Contains examples of:
- Bittersweet Ending: The story ends abruptly without a dramatic resolution, leaving Cleo's fate an open question.
- Brainless Beauty: This is how most people perceive Cleo, and the audience's challenge is to see beyond the stereotype without Cleo herself making it any easier with her flighty, self-absorbed attitude.
- Deliberately Monochrome: The entire film is in black and white, except the opening scene.
- Exactly What It Says on the Tin: There's Cleo, and we're going to be in her company from 5 to 7 p.m.
- Actually, if one wishes to nitpick, the story ends before the two hours are up, which may be meaningful in itself. See Fridge Brilliance below.
- Foreshadowing: The film is peppered with symbolic references to death, such as the words "Deuil" (mourning) and "Pompes funèbres" (funeral parlor) appearing in the background, a mirror breaking and Cleo's black dress.

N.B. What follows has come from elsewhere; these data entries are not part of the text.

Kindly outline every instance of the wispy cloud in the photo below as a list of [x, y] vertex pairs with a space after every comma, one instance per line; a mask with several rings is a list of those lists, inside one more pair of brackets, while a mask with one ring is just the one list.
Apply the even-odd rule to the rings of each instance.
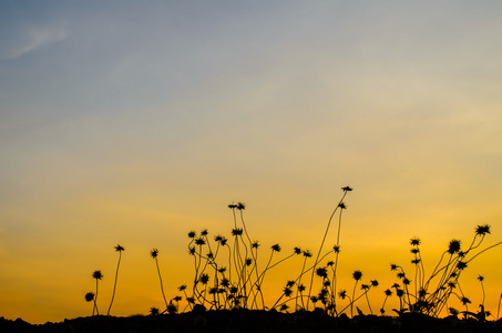
[[31, 53], [42, 47], [63, 41], [69, 33], [59, 28], [28, 28], [18, 34], [12, 33], [10, 39], [4, 40], [0, 49], [0, 60], [13, 60]]

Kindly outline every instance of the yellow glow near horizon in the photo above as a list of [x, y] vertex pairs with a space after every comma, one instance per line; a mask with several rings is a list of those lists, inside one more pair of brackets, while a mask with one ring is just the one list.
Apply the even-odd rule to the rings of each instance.
[[[477, 225], [499, 242], [502, 4], [383, 2], [0, 11], [0, 315], [90, 315], [95, 270], [105, 312], [117, 243], [112, 314], [162, 307], [150, 251], [172, 299], [193, 280], [187, 232], [228, 238], [236, 201], [264, 265], [275, 243], [317, 251], [352, 186], [337, 289], [354, 287], [354, 270], [378, 280], [373, 313], [391, 262], [414, 273], [409, 239], [422, 240], [427, 273]], [[470, 310], [481, 274], [496, 311], [500, 258], [462, 274]], [[293, 258], [267, 274], [267, 305], [300, 269]]]

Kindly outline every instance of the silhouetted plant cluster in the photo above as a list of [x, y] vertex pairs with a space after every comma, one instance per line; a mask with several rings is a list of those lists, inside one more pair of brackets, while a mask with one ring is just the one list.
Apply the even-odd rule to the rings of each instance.
[[[341, 216], [344, 210], [347, 209], [344, 200], [352, 189], [345, 186], [341, 190], [342, 196], [328, 220], [315, 255], [309, 250], [301, 250], [300, 248], [294, 248], [291, 252], [281, 255], [281, 248], [278, 243], [273, 244], [268, 250], [264, 250], [260, 243], [253, 240], [248, 233], [244, 219], [246, 205], [243, 202], [229, 204], [228, 209], [233, 214], [233, 229], [229, 238], [223, 234], [212, 236], [207, 230], [199, 233], [188, 232], [187, 248], [188, 254], [193, 258], [194, 276], [189, 286], [183, 284], [177, 289], [182, 295], [178, 294], [168, 302], [165, 297], [158, 266], [158, 250], [153, 249], [150, 255], [155, 260], [165, 310], [161, 312], [158, 307], [154, 306], [151, 307], [150, 313], [152, 315], [165, 312], [177, 313], [187, 310], [193, 311], [196, 307], [209, 310], [278, 310], [284, 312], [320, 309], [331, 316], [349, 314], [354, 316], [355, 309], [358, 314], [362, 314], [362, 311], [356, 304], [363, 299], [370, 314], [373, 314], [369, 292], [379, 285], [377, 280], [369, 280], [363, 283], [362, 272], [356, 270], [352, 272], [354, 286], [349, 289], [350, 291], [338, 289], [337, 269], [341, 248]], [[335, 219], [336, 216], [337, 219]], [[326, 249], [328, 233], [334, 220], [338, 222], [336, 242], [330, 249]], [[482, 303], [477, 313], [469, 311], [468, 305], [471, 301], [463, 293], [459, 278], [468, 268], [468, 264], [478, 255], [502, 243], [499, 242], [480, 250], [486, 234], [490, 234], [490, 225], [478, 225], [474, 238], [465, 250], [461, 249], [460, 240], [451, 240], [430, 275], [426, 274], [420, 251], [421, 240], [412, 238], [410, 245], [413, 269], [411, 272], [407, 272], [401, 265], [395, 263], [390, 265], [391, 271], [397, 273], [398, 282], [383, 291], [385, 299], [380, 314], [386, 314], [385, 309], [388, 299], [396, 295], [399, 300], [399, 309], [392, 310], [399, 315], [411, 312], [438, 317], [447, 309], [452, 315], [463, 314], [465, 317], [471, 316], [484, 321], [486, 316], [491, 315], [489, 311], [484, 310], [484, 276], [478, 278], [481, 283]], [[115, 251], [119, 252], [119, 262], [107, 315], [110, 315], [115, 296], [119, 268], [124, 248], [116, 245]], [[263, 254], [263, 251], [265, 251], [265, 254]], [[263, 290], [267, 273], [294, 256], [301, 258], [299, 273], [296, 274], [295, 279], [286, 282], [283, 293], [276, 302], [273, 305], [267, 305]], [[100, 314], [96, 301], [99, 281], [103, 279], [103, 274], [101, 271], [95, 271], [92, 278], [96, 280], [95, 293], [86, 293], [85, 301], [93, 302], [92, 314], [94, 315]], [[465, 306], [465, 311], [460, 312], [448, 305], [452, 296]], [[181, 310], [180, 303], [183, 300], [185, 300], [184, 309]], [[499, 317], [502, 293], [499, 299], [496, 317]]]
[[[211, 238], [207, 230], [198, 234], [191, 231], [188, 253], [193, 256], [195, 274], [189, 293], [187, 285], [178, 289], [184, 292], [187, 301], [184, 310], [192, 310], [195, 305], [212, 310], [238, 307], [279, 311], [309, 310], [315, 306], [330, 315], [339, 315], [350, 309], [352, 315], [354, 304], [361, 297], [366, 296], [369, 304], [368, 292], [378, 286], [378, 281], [371, 280], [369, 283], [361, 284], [361, 292], [356, 295], [356, 289], [362, 276], [360, 271], [354, 273], [356, 283], [351, 297], [344, 291], [337, 293], [341, 216], [342, 211], [347, 209], [344, 200], [350, 191], [352, 189], [349, 186], [342, 188], [344, 195], [328, 220], [316, 256], [309, 250], [300, 248], [294, 248], [290, 253], [279, 256], [281, 248], [279, 244], [274, 244], [265, 254], [268, 258], [266, 264], [260, 266], [258, 258], [263, 256], [263, 249], [258, 241], [249, 236], [244, 219], [246, 205], [242, 202], [228, 205], [234, 219], [229, 239], [222, 234]], [[336, 243], [330, 250], [325, 250], [327, 235], [337, 213]], [[277, 301], [272, 306], [267, 306], [263, 291], [267, 273], [294, 256], [303, 258], [299, 274], [296, 279], [288, 280]], [[316, 289], [317, 292], [315, 292]], [[337, 307], [337, 296], [345, 302], [344, 306], [339, 306], [340, 310]]]
[[[416, 312], [438, 317], [444, 309], [453, 315], [459, 313], [465, 316], [473, 316], [479, 320], [484, 320], [491, 315], [489, 311], [484, 311], [484, 276], [479, 275], [478, 280], [482, 287], [482, 303], [480, 311], [477, 313], [469, 311], [471, 300], [465, 296], [460, 285], [460, 275], [468, 268], [469, 263], [473, 261], [481, 253], [500, 245], [502, 242], [490, 245], [480, 250], [481, 243], [484, 241], [486, 234], [490, 233], [490, 225], [478, 225], [474, 230], [474, 238], [468, 249], [462, 250], [461, 241], [453, 239], [448, 244], [448, 249], [441, 254], [438, 264], [432, 270], [431, 274], [427, 278], [423, 260], [421, 256], [419, 238], [410, 240], [412, 260], [414, 266], [413, 276], [407, 274], [404, 269], [400, 265], [392, 263], [391, 271], [397, 272], [397, 278], [400, 283], [395, 283], [392, 289], [399, 297], [400, 309], [395, 310], [397, 313]], [[459, 312], [454, 307], [449, 307], [448, 302], [451, 296], [457, 297], [465, 311]], [[383, 314], [383, 307], [380, 310]], [[498, 314], [499, 315], [499, 314]]]

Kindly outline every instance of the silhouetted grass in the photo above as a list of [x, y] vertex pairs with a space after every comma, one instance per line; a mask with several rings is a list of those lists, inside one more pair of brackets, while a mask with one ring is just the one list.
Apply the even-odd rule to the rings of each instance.
[[[249, 235], [244, 219], [246, 205], [243, 202], [229, 204], [228, 209], [232, 211], [233, 216], [233, 228], [229, 238], [221, 233], [212, 236], [206, 229], [199, 233], [195, 231], [188, 232], [187, 249], [188, 254], [193, 259], [193, 280], [191, 284], [181, 285], [177, 290], [183, 295], [176, 295], [170, 302], [167, 302], [164, 294], [157, 260], [158, 250], [153, 249], [151, 256], [156, 263], [165, 310], [161, 312], [158, 307], [154, 306], [150, 311], [151, 314], [155, 315], [165, 312], [174, 314], [177, 312], [198, 311], [197, 309], [275, 310], [281, 312], [293, 310], [294, 312], [300, 312], [309, 311], [309, 304], [313, 304], [316, 311], [321, 311], [334, 317], [348, 316], [347, 312], [354, 317], [355, 309], [358, 314], [362, 314], [357, 303], [365, 301], [370, 314], [373, 314], [369, 294], [371, 290], [379, 286], [377, 280], [363, 282], [362, 271], [356, 270], [352, 273], [354, 285], [349, 286], [349, 290], [351, 290], [350, 294], [347, 289], [339, 289], [338, 286], [337, 271], [341, 249], [341, 218], [344, 210], [347, 209], [344, 200], [352, 189], [345, 186], [341, 190], [342, 196], [328, 219], [319, 250], [315, 256], [309, 250], [301, 250], [298, 246], [283, 254], [285, 251], [278, 243], [269, 249], [264, 249], [259, 241], [253, 240]], [[336, 242], [330, 249], [325, 250], [328, 232], [337, 213]], [[460, 240], [451, 240], [429, 276], [426, 275], [426, 265], [421, 256], [421, 240], [419, 238], [410, 239], [412, 270], [409, 273], [401, 265], [396, 263], [390, 265], [391, 271], [396, 272], [398, 281], [383, 291], [385, 300], [379, 311], [380, 314], [382, 316], [386, 315], [388, 299], [396, 296], [399, 301], [399, 309], [392, 309], [392, 311], [399, 316], [406, 313], [416, 313], [439, 317], [444, 311], [449, 311], [450, 314], [455, 316], [462, 314], [464, 317], [484, 321], [491, 315], [490, 311], [484, 310], [484, 276], [480, 275], [478, 278], [482, 291], [482, 302], [479, 312], [469, 310], [471, 301], [464, 294], [459, 278], [477, 256], [502, 243], [499, 242], [481, 250], [481, 245], [488, 234], [490, 234], [490, 225], [478, 225], [474, 230], [474, 236], [465, 250], [462, 250]], [[115, 246], [115, 251], [119, 252], [119, 263], [107, 314], [110, 314], [115, 295], [123, 250], [120, 245]], [[285, 283], [279, 297], [272, 305], [267, 305], [264, 297], [265, 291], [263, 290], [265, 278], [272, 274], [275, 268], [295, 256], [301, 258], [297, 274]], [[262, 258], [265, 258], [265, 264], [259, 264], [258, 259]], [[306, 274], [309, 274], [310, 279], [307, 279]], [[99, 314], [96, 301], [98, 282], [102, 279], [101, 271], [95, 271], [93, 278], [96, 279], [95, 294], [88, 293], [85, 300], [94, 302], [94, 313]], [[459, 300], [465, 307], [464, 311], [449, 307], [448, 302], [452, 297]], [[501, 301], [502, 294], [499, 299], [496, 317], [499, 317]], [[180, 307], [181, 303], [184, 304], [183, 309]]]

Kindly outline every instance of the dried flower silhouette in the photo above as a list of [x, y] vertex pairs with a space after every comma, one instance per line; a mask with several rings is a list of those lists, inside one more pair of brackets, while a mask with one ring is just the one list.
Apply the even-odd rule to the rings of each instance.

- Fortune Teller: Her tarot reading at the beginning of the movie is the only scene shot in color. Of course she draws the Death card.
- Gay Paree: Displayed in a naturalistic way. To quote the Slant review again: "Varda captures the fairy-tale essence of early '60s Paris with a vivacity and richness that rivals Godard's Breathless."
- Innocent Fanservice Girl: Cleo's friend is completely unselfconscious about posing nude for a whole room of mostly male sculptors.
- Out-of-Genre Experience: The naturalistic Slice of Life narrative is interspersed in its middle part by a song number.
- Show Within the Show: The movie within the movie.
- Shout-Out: The silent movie is a reference to the films of Buster Keaton. A poster for the surrealist classic Un Chien Andalou is also visible in the background at one point.